NL: When you first happened upon the Sex Variants study, what fascinated you so much about Jan Gay?

JT: It’s funny, because the only time she’s mentioned in the Sex Variants study is in the introduction; it’s just one line saying she was “instrumental”. And I was just like, “Who is Miss Jan Gay? Like, was her last name actually Gay?” And so I tried to find out everything I could about her, which was really difficult. There wasn’t really anything until I found these two academic books on medical history and deviant studies which kind of tell the story, in the text but mainly in the footnotes, of how this entire project was her idea. 

And that launched me into finding out even more about her. Like, the fact that she and her partner changed their names at the same time to Jan Gay and Zhenya Gay fascinated me. That was so bold in the 1920s. And then they co-wrote all these children’s books together but because their [chosen first] name names were kind of gender-ambiguous, no one would have any real idea what their relationship was. They could have been brother and sister.

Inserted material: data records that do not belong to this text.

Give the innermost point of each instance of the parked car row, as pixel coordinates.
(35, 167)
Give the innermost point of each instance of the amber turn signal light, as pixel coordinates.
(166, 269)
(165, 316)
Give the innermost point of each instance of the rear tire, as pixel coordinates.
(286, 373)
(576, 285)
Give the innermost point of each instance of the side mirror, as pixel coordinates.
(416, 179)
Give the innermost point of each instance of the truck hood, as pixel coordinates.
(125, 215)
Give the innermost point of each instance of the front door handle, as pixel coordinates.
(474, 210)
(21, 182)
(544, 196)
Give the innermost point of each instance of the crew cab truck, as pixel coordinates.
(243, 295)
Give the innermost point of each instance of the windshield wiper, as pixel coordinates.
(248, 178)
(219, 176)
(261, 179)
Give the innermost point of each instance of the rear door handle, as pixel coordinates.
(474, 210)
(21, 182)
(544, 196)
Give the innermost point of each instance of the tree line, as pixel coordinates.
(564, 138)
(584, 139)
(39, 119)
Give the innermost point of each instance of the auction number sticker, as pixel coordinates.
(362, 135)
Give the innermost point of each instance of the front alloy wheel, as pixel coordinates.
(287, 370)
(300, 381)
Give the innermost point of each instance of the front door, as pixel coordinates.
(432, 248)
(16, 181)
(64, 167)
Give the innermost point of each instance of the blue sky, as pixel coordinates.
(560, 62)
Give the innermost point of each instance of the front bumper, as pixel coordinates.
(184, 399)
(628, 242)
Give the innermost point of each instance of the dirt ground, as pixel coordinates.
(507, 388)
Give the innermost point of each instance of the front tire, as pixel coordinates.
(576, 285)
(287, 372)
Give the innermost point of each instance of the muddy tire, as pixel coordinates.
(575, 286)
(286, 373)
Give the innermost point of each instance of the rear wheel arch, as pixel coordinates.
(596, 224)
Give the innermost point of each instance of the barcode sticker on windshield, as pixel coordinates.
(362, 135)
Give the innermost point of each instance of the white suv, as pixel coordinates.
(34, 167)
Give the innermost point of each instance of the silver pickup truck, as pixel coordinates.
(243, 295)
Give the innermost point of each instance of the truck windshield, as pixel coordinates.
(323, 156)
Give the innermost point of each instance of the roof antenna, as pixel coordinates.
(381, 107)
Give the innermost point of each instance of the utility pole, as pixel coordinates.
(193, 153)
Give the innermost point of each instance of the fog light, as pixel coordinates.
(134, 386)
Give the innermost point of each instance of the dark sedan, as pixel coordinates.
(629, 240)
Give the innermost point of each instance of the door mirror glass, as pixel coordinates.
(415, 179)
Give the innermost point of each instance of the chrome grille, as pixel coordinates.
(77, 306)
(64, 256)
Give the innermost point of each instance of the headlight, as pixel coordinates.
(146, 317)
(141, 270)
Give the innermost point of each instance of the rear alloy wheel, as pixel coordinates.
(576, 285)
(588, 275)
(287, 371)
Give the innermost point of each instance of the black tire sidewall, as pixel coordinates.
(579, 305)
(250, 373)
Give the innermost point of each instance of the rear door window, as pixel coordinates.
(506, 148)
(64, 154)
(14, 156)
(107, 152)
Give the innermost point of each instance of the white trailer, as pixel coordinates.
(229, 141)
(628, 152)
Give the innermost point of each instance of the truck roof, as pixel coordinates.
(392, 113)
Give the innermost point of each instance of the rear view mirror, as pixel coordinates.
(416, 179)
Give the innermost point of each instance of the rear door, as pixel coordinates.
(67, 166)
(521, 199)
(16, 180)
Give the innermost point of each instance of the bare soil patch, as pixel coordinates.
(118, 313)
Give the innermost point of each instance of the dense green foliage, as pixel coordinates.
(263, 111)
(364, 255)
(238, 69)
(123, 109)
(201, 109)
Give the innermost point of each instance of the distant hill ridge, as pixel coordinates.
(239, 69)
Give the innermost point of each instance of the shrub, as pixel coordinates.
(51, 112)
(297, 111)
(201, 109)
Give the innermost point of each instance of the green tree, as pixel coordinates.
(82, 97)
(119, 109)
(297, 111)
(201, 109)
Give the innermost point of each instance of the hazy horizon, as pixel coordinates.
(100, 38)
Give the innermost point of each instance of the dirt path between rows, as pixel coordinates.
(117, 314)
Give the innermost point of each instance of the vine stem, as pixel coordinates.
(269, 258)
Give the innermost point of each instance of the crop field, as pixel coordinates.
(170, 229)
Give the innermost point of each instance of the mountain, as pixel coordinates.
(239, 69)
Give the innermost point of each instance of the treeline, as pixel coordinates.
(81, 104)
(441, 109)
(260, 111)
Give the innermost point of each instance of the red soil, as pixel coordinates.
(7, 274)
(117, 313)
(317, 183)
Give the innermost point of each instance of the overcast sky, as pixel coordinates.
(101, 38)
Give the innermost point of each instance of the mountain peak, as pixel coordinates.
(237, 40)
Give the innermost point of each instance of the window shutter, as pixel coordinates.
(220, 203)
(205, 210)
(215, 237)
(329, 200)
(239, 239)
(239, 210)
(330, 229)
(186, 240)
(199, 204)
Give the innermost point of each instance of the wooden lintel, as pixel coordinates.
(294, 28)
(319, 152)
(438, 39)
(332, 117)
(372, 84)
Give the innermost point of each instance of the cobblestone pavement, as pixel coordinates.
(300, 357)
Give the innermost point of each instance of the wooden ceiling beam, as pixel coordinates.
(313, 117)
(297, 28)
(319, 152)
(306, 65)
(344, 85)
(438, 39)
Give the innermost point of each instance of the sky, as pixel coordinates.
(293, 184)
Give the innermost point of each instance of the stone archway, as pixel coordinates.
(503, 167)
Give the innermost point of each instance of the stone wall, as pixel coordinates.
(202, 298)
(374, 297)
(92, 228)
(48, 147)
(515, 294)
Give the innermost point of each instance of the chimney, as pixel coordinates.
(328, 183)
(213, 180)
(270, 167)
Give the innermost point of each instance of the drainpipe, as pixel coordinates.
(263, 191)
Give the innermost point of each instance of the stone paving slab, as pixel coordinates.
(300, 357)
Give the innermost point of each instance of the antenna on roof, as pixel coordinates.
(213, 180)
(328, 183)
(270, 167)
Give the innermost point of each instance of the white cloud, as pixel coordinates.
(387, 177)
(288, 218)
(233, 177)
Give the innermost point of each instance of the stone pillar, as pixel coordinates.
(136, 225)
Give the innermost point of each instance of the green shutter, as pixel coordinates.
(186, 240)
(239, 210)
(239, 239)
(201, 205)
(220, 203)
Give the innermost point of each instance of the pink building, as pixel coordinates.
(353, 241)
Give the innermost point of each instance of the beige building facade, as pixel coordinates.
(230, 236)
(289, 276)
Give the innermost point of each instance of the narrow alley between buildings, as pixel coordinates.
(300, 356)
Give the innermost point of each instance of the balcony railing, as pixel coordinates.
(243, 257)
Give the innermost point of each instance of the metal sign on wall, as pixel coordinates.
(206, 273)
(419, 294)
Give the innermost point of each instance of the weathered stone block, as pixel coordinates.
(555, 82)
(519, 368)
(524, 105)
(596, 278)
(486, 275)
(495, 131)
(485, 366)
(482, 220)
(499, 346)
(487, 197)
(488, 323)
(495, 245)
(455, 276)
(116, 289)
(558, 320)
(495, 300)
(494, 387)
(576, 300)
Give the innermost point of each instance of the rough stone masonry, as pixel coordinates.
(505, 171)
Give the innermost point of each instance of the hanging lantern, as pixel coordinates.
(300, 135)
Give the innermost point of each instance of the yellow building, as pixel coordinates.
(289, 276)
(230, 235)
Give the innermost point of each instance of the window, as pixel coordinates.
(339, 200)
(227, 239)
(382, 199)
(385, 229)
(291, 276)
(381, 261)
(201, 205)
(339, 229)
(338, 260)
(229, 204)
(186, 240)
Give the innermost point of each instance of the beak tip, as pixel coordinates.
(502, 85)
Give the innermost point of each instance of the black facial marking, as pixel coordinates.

Everything about Jan Gay continued to amaze me. I mean, she founded a nudist colony and made a film about nudity. No historical figure is perfect – she held some attitudes that reflect the era she was born in, but she was an incredible activist. She really understood that getting queer stories out in the world would change public attitudes. And what happened to her is really tragic, because she was so devastated by the final result of this study that began with her research.

NL: Do you think part of the thrill of discovering queer history lies in the fact it isn’t handed to us on a plate? 

JT: I mean, that’s one of the things I was thinking about when I was putting together the structure of the book. Erasure is intriguing at the same time as it's frustrating, and it’s also very provoking. When you find out a little tidbit of queer history, you’re like “that’s incredible!” There’s a real joy there, but you also think, like, “It’s insane how much [more] I know about the mainstream history that’s been fed to me my whole life.” So there’s a frustration in discovering queer history that’s experienced alongside a kind of titillation. And that’s the line I’m trying to walk with Blackouts; it’s like edgeplay.” 

Blackouts by Justin Torres is published by Granta and is out now.